Nexus ships its own AI — not a cloud copilot. It is a local, explainable engine that triages incidents, summarizes the kill-chain and recommends responses, bundled with nexus-fleet with no API key and no per-query bill.

Best-of
Security Copilot · Charlotte AI (but local & free)
Module
nexus_secops/ai.py
Edition
Free — local, no external API, no token cost
API
/api/v1/ai/triage · /ai/model · /ai/nl

What it does

Honest framing: this is not a large language model. It is a transparent engine — a Naive-Bayes classifier that learns from your analyst dispositions, heuristic priority scoring, template kill-chain summaries, and a natural-language → query translator. It runs entirely on the manager, starts with it, and costs nothing per query.

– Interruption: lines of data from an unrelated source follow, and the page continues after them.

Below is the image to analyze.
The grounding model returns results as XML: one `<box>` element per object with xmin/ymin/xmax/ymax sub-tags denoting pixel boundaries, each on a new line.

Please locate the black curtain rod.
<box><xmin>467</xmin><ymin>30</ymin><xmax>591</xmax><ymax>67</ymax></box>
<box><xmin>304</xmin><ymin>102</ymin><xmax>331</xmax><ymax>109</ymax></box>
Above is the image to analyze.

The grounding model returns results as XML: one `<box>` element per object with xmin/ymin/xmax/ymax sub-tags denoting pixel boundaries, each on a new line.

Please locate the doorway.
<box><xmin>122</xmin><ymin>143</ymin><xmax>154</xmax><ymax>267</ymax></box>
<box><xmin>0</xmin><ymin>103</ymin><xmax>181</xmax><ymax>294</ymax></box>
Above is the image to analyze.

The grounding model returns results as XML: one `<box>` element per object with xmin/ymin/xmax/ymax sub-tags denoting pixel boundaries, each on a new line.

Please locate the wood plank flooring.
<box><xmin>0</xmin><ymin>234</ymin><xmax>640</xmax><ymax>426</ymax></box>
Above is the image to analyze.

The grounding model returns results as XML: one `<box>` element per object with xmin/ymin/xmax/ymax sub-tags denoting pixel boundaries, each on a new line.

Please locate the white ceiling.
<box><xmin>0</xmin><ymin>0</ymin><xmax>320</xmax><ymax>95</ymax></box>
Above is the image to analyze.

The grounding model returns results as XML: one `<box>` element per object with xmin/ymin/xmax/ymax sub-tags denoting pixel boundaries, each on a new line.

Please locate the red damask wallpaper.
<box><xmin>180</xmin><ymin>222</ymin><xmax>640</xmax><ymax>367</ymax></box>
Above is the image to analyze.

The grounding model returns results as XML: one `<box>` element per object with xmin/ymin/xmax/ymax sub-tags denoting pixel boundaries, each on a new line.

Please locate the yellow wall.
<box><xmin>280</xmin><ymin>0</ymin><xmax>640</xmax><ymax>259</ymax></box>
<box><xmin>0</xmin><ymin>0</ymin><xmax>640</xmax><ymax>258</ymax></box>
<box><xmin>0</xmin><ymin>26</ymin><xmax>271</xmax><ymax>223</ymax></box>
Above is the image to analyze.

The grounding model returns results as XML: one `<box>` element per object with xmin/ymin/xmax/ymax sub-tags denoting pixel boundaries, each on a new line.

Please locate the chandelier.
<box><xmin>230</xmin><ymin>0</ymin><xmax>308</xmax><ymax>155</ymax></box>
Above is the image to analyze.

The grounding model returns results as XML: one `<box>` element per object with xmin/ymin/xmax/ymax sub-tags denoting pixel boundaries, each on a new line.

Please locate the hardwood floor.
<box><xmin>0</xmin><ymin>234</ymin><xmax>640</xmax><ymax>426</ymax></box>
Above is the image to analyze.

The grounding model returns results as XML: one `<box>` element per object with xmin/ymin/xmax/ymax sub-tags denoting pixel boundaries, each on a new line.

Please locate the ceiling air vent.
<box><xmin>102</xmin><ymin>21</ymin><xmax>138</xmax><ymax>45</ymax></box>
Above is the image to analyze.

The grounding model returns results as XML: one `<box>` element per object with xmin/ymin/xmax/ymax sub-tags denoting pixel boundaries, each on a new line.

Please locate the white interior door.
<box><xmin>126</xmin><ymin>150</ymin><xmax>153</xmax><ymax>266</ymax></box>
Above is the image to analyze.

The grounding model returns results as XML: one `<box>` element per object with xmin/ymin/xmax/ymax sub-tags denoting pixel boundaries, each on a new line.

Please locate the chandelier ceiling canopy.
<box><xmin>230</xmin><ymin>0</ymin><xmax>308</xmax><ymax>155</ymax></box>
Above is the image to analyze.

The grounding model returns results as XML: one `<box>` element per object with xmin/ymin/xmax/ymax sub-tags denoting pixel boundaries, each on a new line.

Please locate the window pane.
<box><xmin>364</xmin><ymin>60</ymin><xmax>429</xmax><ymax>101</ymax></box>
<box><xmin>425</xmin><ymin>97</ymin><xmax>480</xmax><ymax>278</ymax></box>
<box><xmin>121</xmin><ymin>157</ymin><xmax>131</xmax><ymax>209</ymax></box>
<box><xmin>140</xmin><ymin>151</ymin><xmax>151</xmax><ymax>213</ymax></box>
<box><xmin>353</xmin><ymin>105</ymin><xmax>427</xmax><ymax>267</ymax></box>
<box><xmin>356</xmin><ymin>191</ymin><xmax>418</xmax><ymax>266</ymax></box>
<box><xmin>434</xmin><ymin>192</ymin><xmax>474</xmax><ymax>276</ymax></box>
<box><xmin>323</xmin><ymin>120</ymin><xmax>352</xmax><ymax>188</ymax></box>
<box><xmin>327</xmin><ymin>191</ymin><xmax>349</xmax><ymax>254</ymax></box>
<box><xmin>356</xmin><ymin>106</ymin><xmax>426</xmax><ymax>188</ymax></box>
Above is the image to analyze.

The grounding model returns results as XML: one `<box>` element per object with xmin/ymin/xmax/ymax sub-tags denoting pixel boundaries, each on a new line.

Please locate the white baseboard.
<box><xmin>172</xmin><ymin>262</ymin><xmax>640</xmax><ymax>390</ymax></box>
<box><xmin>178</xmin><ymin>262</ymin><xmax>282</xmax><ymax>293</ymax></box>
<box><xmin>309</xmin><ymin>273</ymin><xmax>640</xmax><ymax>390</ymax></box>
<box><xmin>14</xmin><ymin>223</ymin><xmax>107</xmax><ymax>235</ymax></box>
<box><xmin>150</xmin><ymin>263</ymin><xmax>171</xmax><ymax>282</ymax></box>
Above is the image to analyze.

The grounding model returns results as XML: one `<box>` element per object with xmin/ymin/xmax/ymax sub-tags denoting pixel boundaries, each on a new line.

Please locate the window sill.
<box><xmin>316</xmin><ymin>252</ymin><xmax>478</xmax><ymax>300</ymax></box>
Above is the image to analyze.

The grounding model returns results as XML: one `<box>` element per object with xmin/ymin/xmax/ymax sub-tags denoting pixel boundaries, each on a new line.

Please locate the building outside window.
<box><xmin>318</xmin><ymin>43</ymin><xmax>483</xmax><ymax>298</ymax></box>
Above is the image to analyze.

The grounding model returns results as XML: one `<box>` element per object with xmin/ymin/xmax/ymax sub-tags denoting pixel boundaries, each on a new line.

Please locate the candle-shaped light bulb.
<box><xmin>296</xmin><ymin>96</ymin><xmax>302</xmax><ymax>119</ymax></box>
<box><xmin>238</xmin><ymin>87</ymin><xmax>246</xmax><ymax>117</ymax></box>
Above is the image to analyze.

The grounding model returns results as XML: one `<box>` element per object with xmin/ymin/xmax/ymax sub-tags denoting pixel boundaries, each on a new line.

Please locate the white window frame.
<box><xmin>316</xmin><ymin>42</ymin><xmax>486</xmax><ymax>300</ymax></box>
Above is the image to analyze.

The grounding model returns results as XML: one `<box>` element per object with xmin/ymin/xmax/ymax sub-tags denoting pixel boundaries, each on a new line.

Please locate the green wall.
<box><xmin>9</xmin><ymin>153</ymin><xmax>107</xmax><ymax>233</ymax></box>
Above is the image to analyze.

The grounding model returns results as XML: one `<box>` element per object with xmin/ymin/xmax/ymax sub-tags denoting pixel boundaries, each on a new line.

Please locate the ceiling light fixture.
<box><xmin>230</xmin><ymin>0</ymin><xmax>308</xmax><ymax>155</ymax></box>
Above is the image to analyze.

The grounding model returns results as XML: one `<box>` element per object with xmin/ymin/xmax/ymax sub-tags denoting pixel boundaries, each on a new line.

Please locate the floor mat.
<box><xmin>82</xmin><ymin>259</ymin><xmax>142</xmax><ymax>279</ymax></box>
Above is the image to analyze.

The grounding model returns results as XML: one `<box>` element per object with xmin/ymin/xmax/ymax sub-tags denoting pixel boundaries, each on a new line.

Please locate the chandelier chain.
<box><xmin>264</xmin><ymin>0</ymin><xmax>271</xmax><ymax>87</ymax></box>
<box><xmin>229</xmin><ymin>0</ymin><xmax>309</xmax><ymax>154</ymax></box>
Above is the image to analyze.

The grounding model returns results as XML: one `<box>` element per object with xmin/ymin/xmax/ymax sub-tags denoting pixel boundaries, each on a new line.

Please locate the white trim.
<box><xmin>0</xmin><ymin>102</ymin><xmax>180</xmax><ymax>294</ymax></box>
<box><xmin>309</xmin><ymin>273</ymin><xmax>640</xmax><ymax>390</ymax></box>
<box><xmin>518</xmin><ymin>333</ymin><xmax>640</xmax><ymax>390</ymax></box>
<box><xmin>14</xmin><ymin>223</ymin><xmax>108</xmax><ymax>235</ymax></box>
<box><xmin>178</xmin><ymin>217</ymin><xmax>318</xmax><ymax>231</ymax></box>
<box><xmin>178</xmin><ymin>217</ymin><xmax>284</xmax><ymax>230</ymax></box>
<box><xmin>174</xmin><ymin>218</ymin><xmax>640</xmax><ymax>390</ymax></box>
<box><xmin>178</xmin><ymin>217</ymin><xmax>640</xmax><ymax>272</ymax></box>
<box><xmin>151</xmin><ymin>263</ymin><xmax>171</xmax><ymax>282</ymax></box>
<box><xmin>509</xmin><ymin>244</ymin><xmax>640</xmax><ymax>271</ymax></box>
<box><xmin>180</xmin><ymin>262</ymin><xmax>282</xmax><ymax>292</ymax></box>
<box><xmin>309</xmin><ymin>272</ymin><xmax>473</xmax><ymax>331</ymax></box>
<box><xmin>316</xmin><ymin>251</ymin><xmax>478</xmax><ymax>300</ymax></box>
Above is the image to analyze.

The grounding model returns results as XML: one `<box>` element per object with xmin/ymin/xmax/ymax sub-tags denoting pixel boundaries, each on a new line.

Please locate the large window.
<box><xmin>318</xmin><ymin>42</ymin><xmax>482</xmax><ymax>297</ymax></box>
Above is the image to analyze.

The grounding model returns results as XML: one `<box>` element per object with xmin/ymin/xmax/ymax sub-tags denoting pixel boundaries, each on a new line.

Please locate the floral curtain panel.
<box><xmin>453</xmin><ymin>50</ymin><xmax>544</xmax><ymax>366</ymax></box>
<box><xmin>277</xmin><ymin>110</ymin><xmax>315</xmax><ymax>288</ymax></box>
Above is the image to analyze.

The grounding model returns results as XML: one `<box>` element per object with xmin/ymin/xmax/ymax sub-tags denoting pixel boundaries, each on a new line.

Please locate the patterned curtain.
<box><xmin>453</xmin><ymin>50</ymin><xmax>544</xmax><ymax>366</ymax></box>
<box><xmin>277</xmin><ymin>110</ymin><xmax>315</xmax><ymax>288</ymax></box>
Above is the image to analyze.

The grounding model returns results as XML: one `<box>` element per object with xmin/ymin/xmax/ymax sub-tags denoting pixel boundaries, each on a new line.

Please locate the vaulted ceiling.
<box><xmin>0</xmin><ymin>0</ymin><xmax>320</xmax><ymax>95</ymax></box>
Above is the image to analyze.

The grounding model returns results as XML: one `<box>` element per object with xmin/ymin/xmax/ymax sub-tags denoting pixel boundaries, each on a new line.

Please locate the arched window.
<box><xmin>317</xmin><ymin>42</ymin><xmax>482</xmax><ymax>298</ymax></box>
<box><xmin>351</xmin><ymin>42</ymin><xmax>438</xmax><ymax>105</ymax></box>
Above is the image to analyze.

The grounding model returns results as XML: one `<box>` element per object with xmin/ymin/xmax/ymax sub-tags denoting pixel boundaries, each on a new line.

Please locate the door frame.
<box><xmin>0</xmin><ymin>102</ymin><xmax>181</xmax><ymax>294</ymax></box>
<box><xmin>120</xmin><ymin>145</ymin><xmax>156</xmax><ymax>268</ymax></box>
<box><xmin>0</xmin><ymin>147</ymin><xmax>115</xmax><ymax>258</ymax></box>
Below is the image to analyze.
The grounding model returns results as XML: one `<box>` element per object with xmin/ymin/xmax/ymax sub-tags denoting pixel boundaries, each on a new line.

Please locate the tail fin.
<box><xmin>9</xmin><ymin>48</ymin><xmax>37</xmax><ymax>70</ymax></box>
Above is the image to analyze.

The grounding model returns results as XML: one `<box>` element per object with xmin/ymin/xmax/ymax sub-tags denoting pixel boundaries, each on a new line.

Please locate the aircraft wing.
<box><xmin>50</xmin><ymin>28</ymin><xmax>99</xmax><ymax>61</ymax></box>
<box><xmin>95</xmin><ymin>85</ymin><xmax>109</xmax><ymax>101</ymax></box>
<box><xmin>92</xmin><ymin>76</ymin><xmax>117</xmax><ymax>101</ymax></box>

  • Prioritize — P1/P2/P3 with a transparent score, damped by a false-positive estimate.
  • Summarize — a readable kill-chain narrative for each incident.
  • Recommend — response steps and the SOAR playbook that fits (from a MITRE knowledge base).
  • Translate — plain language → NQL in the Search view.
  • Learn — it improves as you resolve/ack alerts; it honestly reports "collecting" until it has enough data.

How to use it

1
It starts itself
On manager start, the AI trains from existing data and triages open incidents — no setup.
2
Read the triage
The dashboard AI Triage view shows cards: priority, score, false-positive %, confidence, a summary and recommended actions.
bash
GET  /api/v1/ai/triage      # ranked triage results
GET  /api/v1/ai/model       # is it trained yet? how many samples?
POST /api/v1/ai/train       # re-train from current dispositions
3
Ask in plain language
Turn a sentence into a query the SIEM can run.
bash
GET /api/v1/ai/nl?q=failed logins this week from agt_web01
# → event_type:failed_login last:7d agent_id:agt_web01

How priority is decided

The score is explainable, not a black box:

  • Base from incident severity, plus boosts for active-compromise signals (suspicious process, IOC contact, behavior anomaly).
  • A boost for a long kill-chain and for high-impact MITRE techniques.
  • Damped by a false-positive likelihood the classifier learns from what you dismiss.

How it feeds the pipeline

The AI sits on top of XDR: it triages incidents the moment they form, and its recommended playbooks point straight at SOAR. The more you work alerts, the better its false-positive estimates become.

Tips

  • Resolve/ack alerts honestly — that is the signal the classifier learns from.
  • A fresh install shows "collecting"; that is the AI being honest, not broken.
  • No API key, no internet, no token bill — the opposite of metered cloud copilots.
Yours, local, and free. The AI never leaves your network and never bills per query. When it lacks data it says so and falls back to transparent heuristics rather than guessing.